A constant flow of ideas and movement keeps Dillon motivated. After 10 years in the game, he doesn’t see himself working a typical desk job anywhere in his future. “Now I get to go do meetings, and I get to go out and meet with people and work at 3 in the morning if I really want to, and it works well,” he says. “So I love what I do, even if it stresses me the hell out. Whether that’s in Columbia or somewhere else, iI see myself running my own show.” Although the formal launch of Hub & Spoke is over and done with, Dillon doesn’t see the momentum slowing anytime soon. “Hub & Spoke is not a new company,” he says. “it’s just an evolution of what I’ve been trying to do my whole life and taking it in new directions. Every day I can wake up and focus on making great design.
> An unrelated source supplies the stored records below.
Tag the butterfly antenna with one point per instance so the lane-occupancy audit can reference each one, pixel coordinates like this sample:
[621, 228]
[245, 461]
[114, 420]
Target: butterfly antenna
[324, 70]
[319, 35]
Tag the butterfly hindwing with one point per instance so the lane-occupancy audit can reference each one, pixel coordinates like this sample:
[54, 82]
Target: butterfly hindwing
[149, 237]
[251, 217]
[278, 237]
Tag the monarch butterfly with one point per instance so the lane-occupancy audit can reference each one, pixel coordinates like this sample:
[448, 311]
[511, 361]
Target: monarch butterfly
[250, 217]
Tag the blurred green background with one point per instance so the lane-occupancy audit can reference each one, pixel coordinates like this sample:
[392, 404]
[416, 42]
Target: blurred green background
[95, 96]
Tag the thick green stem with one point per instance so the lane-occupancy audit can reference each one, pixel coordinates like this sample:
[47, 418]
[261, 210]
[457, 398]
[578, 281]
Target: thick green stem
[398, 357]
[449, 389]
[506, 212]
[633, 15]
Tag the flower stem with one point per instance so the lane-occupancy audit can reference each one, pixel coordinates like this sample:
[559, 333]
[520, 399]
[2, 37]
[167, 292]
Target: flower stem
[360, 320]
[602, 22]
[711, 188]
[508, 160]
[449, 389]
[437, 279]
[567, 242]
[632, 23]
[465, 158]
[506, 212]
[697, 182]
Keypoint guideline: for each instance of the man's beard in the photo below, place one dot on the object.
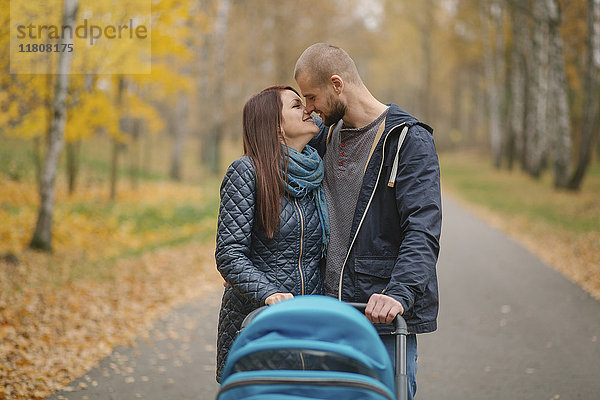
(338, 110)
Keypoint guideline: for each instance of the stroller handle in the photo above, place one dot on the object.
(400, 333)
(399, 323)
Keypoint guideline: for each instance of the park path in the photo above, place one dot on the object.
(510, 327)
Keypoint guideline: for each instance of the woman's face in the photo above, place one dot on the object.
(298, 126)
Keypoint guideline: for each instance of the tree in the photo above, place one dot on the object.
(42, 236)
(493, 50)
(592, 93)
(560, 125)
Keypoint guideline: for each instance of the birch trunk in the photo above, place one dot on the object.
(179, 134)
(537, 140)
(518, 88)
(212, 140)
(116, 144)
(560, 120)
(592, 92)
(42, 236)
(494, 69)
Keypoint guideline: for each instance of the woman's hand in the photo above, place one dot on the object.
(277, 297)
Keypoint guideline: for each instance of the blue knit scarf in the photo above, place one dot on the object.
(305, 173)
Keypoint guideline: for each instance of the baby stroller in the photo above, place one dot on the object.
(313, 347)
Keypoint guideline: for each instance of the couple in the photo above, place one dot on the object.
(348, 206)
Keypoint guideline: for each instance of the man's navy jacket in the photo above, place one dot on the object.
(394, 241)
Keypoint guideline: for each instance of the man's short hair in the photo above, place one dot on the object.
(322, 60)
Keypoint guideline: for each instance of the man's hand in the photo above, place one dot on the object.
(277, 297)
(382, 309)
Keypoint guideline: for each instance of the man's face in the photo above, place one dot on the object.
(322, 101)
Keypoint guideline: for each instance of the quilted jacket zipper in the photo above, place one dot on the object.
(301, 246)
(365, 212)
(347, 383)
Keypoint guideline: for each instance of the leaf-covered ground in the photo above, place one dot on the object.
(50, 335)
(115, 268)
(562, 228)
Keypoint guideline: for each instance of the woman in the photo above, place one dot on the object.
(273, 224)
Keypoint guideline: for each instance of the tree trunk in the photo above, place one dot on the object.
(592, 93)
(42, 236)
(178, 130)
(212, 142)
(494, 70)
(73, 150)
(537, 140)
(134, 153)
(560, 125)
(37, 158)
(116, 144)
(518, 88)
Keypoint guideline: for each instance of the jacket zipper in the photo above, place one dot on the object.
(301, 246)
(365, 212)
(348, 383)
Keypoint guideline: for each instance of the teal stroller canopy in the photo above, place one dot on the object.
(309, 347)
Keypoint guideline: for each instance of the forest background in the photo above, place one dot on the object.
(109, 182)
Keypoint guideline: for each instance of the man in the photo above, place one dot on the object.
(382, 185)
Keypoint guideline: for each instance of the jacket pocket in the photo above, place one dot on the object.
(372, 275)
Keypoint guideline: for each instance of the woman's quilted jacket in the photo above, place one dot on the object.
(255, 266)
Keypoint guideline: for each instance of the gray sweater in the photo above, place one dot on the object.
(345, 161)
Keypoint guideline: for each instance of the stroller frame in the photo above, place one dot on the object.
(400, 332)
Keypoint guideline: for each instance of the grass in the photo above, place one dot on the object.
(115, 267)
(561, 227)
(90, 233)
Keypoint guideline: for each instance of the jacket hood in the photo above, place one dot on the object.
(397, 116)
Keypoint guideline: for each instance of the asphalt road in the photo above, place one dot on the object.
(510, 327)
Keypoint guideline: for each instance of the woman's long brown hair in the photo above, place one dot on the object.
(262, 119)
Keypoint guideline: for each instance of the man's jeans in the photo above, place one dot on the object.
(411, 359)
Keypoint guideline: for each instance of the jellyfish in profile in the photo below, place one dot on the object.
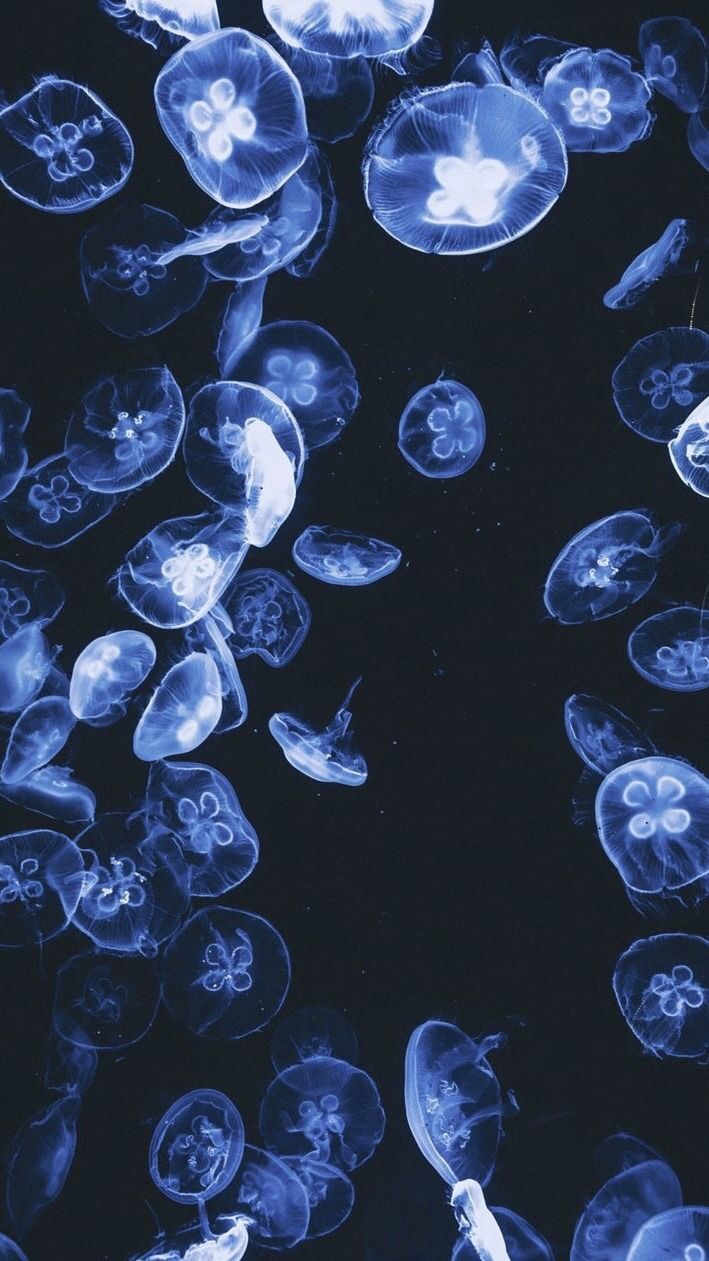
(661, 380)
(606, 566)
(62, 149)
(662, 989)
(461, 169)
(225, 974)
(324, 755)
(235, 114)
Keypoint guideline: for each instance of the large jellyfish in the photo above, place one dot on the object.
(461, 169)
(62, 149)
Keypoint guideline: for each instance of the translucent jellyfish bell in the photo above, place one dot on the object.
(461, 169)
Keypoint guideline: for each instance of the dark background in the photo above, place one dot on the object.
(454, 883)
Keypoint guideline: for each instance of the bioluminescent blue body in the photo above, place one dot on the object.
(652, 819)
(199, 806)
(125, 430)
(606, 568)
(662, 989)
(269, 615)
(661, 380)
(323, 1109)
(235, 114)
(324, 755)
(105, 674)
(197, 1146)
(183, 710)
(226, 972)
(461, 169)
(105, 1001)
(135, 888)
(41, 877)
(442, 430)
(602, 735)
(62, 149)
(126, 285)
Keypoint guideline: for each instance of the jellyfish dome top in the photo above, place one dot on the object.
(461, 169)
(235, 112)
(62, 149)
(652, 819)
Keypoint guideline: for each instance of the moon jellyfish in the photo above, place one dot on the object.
(323, 1109)
(652, 819)
(442, 430)
(183, 710)
(62, 149)
(662, 989)
(461, 169)
(105, 1001)
(235, 114)
(199, 806)
(606, 568)
(323, 755)
(135, 888)
(661, 380)
(226, 974)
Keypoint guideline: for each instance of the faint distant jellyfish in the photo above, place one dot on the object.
(62, 149)
(661, 380)
(606, 566)
(442, 430)
(662, 989)
(461, 169)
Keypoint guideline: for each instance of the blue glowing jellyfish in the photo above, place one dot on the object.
(225, 974)
(606, 568)
(442, 430)
(652, 819)
(461, 169)
(199, 806)
(324, 755)
(105, 1001)
(135, 888)
(661, 380)
(662, 989)
(62, 149)
(235, 114)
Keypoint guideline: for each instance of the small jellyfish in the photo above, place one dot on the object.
(461, 169)
(235, 114)
(442, 430)
(661, 380)
(105, 1001)
(324, 755)
(62, 149)
(606, 566)
(662, 989)
(225, 974)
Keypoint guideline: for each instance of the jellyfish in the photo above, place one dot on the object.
(309, 371)
(135, 888)
(652, 819)
(126, 286)
(661, 380)
(662, 989)
(199, 806)
(183, 710)
(606, 566)
(62, 149)
(442, 430)
(324, 755)
(105, 1001)
(225, 974)
(235, 114)
(313, 1033)
(323, 1109)
(461, 169)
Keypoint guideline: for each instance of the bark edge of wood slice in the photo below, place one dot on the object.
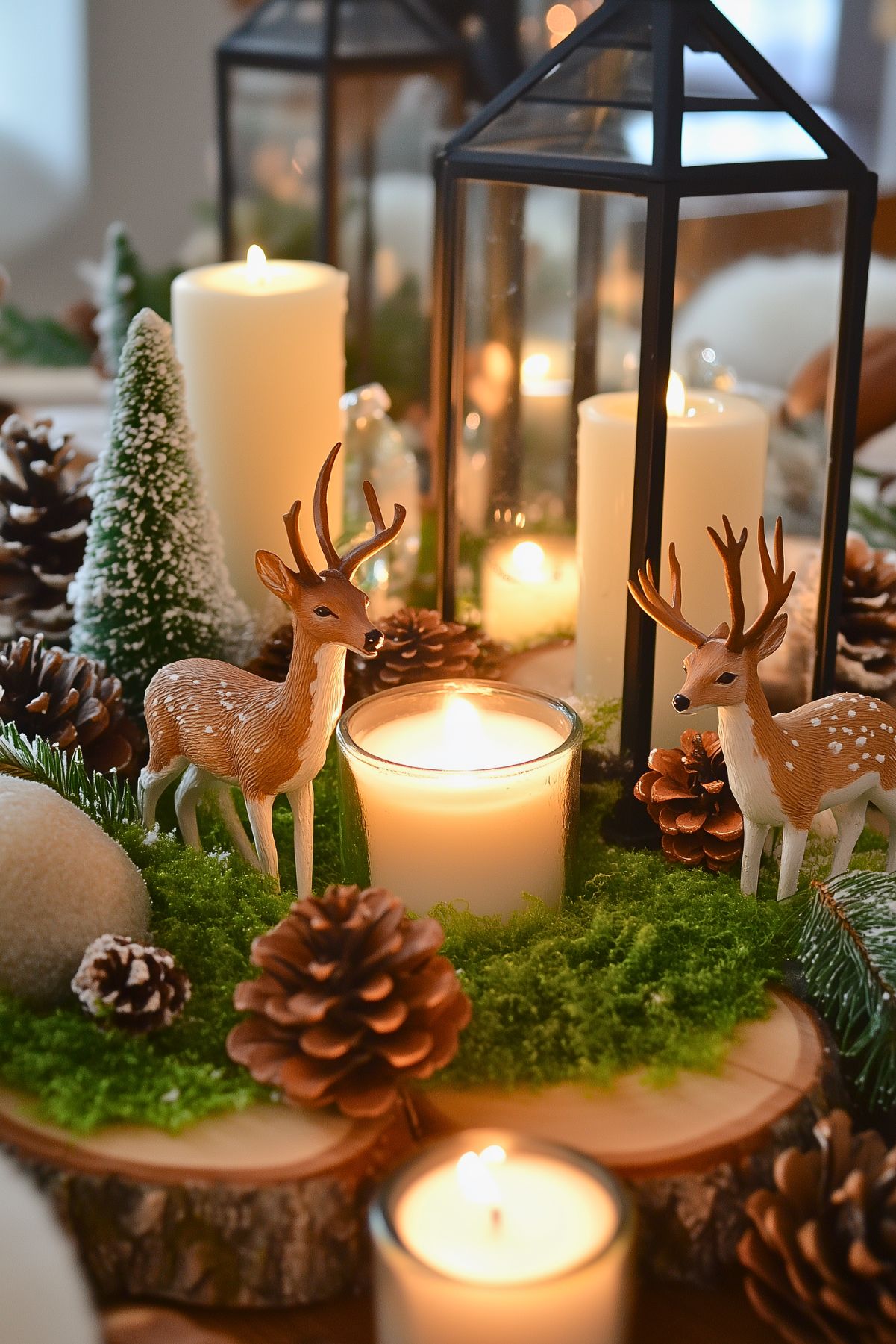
(692, 1151)
(263, 1207)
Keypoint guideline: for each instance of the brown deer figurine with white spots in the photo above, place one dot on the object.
(219, 726)
(836, 753)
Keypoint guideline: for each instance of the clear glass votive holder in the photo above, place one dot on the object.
(460, 790)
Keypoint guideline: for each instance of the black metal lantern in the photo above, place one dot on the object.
(649, 198)
(330, 113)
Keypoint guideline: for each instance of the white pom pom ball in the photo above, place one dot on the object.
(62, 884)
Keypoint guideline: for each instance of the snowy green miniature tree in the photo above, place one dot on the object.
(152, 587)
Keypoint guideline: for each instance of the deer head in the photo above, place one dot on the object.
(723, 663)
(327, 607)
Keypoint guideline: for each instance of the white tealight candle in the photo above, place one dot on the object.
(716, 446)
(530, 587)
(263, 351)
(460, 792)
(507, 1241)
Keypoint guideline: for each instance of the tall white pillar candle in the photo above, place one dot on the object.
(500, 1238)
(716, 448)
(263, 354)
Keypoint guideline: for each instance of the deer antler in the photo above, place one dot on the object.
(777, 587)
(731, 550)
(646, 594)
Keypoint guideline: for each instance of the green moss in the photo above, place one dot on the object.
(646, 966)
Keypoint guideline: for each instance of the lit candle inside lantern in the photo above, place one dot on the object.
(716, 446)
(263, 352)
(530, 587)
(518, 1243)
(460, 790)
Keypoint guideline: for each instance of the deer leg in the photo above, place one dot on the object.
(850, 819)
(260, 819)
(303, 804)
(792, 860)
(754, 840)
(236, 828)
(152, 785)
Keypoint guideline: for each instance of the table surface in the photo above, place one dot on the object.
(664, 1313)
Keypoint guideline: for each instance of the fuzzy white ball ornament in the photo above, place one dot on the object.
(62, 884)
(43, 1296)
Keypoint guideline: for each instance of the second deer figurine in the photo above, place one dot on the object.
(836, 753)
(219, 726)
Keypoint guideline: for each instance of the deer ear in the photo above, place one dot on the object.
(276, 575)
(773, 637)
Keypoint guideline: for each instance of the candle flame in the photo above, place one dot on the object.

I want everything I do to be a story, to be visual and to be compelling.”

On the move

Back at the office, Dillon paces in his socks from his lime-green desk to a reclining chair, then back to the window overlooking Cherry Street. He has a meeting with Phillip Stewart of Supplement Nation, a company that is opening a new location in mid-Missouri and wants to redesign its website to reflect the expansion. Ss he waits, he works with Hembree to optimize Hub & Spoke’s search engine hits by analyzing what key words Columbians search most often related to the Web design field. Lichman scans various font styles for a new assignment and prints off several samples. The discussion among the three shoots off from every direction as they work simultaneously on different projects. Among the stacks of sample designs and lists of project developments is a copy of the 2013 Chamber of Commerce Newcomer’s Guide and Chamber Membership Directory. Pillon pulls out a piece of yellow ribbon from the launch party and thinks out loud about framing it. Ss the other two click away, Dillon ties the ribbon around a black model airplane stowed away on a shelf and gets back to monitoring his clients’ websites.